The entrance to the Dakota, where John Lennon was shot
John Lennon was gunned down here at the entrance of the Dakota in New York City 40 years ago on December 8, 1980.
The shooter was a 26-year-old disillusioned Beatles fan named Mark David Chapman, who had been planning the murder for three months.
On December 6th, 1980 he flew from his home in Hawaii to New York.
On December 8th, he spent most of the day waiting near the entrance of the Dakota.
He had met Lennon’s 5-year-old son Sean, who was out on a walk with the housekeeper, and shook his hand.
Later in the afternoon, Lennon left the building for a recording session. Chapman stopped him, asking him to sign a copy of the album Double Fantasy.
This moment of John Lennon signing his final autograph for the man who would kill him a few hours later, was captured on film by photographer Paul Goresh.
John Lennon signs an album for his killer just hours before he was gunned down. Photo by Paul Goresh.
Chapman was still waiting when Lennon returned home that night.
The musician was walking through the large arched doorway to go inside the building when Chapman opened fire from the street.
He shot Lennon four times in the back, then stood at the scene as Lennon died, reading J.D. Salinger’s Catcher in the Rye until police arrived and arrested him.
Inside the book, he had inscribed the words “This is my statement” and signed it “Holden Caulfield,” the name of the protagonist and narrator of the story.
Chapman told authorities he murdered John Lennon because he was angered by the feeling that Lennon was “phony,” a man who preached “imagine no possessions” but had accumulated millions.
He also said he was upset by Lennon’s statement that the Beatles were more popular than Jesus.
But mostly, Chapman just wanted notoriety for killing someone famous.

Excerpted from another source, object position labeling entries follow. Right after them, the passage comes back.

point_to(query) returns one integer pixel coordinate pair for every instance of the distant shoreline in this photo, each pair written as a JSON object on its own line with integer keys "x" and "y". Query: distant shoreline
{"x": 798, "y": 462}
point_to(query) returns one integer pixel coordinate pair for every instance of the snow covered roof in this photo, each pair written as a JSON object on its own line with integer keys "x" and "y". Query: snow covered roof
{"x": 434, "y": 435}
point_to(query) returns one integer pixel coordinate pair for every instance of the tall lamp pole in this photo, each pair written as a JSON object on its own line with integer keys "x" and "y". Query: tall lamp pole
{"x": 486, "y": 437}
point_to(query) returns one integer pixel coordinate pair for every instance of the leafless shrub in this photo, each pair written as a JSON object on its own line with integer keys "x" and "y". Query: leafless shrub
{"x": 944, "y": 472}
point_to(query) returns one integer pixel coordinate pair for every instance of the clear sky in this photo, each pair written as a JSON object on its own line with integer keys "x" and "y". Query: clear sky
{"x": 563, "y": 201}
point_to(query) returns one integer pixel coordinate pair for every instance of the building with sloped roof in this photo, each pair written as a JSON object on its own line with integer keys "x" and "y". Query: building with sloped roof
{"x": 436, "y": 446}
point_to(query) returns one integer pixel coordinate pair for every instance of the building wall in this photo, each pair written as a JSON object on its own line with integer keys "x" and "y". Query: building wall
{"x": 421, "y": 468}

He had considered killing other celebrities, including Johnny Carson, Elizabeth Taylor, Jacqueline Kennedy Onassis and Ronald Reagan. He settled on John Lennon because he was more accessible.

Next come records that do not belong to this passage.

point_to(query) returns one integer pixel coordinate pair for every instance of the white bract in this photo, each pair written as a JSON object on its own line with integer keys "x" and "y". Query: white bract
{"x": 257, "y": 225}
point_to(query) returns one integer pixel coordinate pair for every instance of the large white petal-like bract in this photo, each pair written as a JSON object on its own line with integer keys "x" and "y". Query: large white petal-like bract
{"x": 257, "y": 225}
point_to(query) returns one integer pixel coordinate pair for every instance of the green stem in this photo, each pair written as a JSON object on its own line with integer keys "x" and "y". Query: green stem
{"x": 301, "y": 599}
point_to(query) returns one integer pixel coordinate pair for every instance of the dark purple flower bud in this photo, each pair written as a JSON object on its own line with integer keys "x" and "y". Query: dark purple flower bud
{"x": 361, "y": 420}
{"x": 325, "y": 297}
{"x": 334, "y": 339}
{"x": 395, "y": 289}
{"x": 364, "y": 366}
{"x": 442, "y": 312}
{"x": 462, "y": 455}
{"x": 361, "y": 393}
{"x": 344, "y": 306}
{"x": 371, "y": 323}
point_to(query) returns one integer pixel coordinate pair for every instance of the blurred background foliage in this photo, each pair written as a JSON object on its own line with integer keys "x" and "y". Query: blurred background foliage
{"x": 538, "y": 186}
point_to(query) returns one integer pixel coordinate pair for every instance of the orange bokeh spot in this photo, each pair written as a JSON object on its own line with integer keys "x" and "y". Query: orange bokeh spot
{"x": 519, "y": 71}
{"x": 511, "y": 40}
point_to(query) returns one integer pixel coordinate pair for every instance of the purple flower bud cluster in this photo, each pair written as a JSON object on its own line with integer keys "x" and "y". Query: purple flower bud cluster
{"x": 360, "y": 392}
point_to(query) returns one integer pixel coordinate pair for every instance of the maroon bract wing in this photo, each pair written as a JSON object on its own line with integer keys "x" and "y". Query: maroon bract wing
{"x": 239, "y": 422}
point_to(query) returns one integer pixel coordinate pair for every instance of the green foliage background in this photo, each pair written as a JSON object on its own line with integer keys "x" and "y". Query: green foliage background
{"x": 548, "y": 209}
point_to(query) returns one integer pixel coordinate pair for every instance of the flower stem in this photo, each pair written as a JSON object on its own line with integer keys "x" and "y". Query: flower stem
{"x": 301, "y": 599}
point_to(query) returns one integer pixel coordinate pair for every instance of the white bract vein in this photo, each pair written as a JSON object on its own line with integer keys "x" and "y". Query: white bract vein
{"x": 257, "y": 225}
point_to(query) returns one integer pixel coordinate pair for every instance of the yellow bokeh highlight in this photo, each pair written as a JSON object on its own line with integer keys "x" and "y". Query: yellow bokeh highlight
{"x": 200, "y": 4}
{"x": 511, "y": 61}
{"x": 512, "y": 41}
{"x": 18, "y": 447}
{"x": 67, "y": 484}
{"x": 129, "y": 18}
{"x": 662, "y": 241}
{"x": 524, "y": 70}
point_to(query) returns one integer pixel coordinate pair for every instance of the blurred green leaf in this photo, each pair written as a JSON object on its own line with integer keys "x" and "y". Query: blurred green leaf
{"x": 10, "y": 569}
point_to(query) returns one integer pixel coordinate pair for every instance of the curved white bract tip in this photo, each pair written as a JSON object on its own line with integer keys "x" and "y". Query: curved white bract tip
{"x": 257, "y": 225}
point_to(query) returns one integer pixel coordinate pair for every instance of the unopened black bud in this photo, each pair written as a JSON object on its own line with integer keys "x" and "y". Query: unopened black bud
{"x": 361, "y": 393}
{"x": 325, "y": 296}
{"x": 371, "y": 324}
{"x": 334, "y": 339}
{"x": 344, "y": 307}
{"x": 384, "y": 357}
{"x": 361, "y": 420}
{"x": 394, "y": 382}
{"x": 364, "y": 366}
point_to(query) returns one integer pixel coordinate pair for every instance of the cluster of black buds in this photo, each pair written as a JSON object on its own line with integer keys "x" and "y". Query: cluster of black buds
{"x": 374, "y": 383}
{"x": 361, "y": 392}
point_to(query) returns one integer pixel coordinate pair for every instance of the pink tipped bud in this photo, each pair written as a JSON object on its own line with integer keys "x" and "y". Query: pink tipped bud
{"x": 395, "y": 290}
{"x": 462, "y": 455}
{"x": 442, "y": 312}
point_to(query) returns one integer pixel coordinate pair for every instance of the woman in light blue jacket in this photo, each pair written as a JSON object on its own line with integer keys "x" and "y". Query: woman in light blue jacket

“I made a horrible decision to end another human being’s life, for reasons of selfishness,” Chapman told a parole board in 2010. “I felt that by killing John Lennon I would become somebody and instead of that I became a murderer, and murderers are not somebodies.”
Chapman became eligible for parole in 2000, and has since been denied 11 times.
Strawberry Fields “Imagine” memorial for John Lennon in Central Park
I’ve never been a fan of John Lennon or the Beatles, but standing where his life ended during my trip to New York in 2012 was an incredibly sad and profound experience.
Here, the world lost a powerful artist, a sonic shaman. Someone who could truly move the world.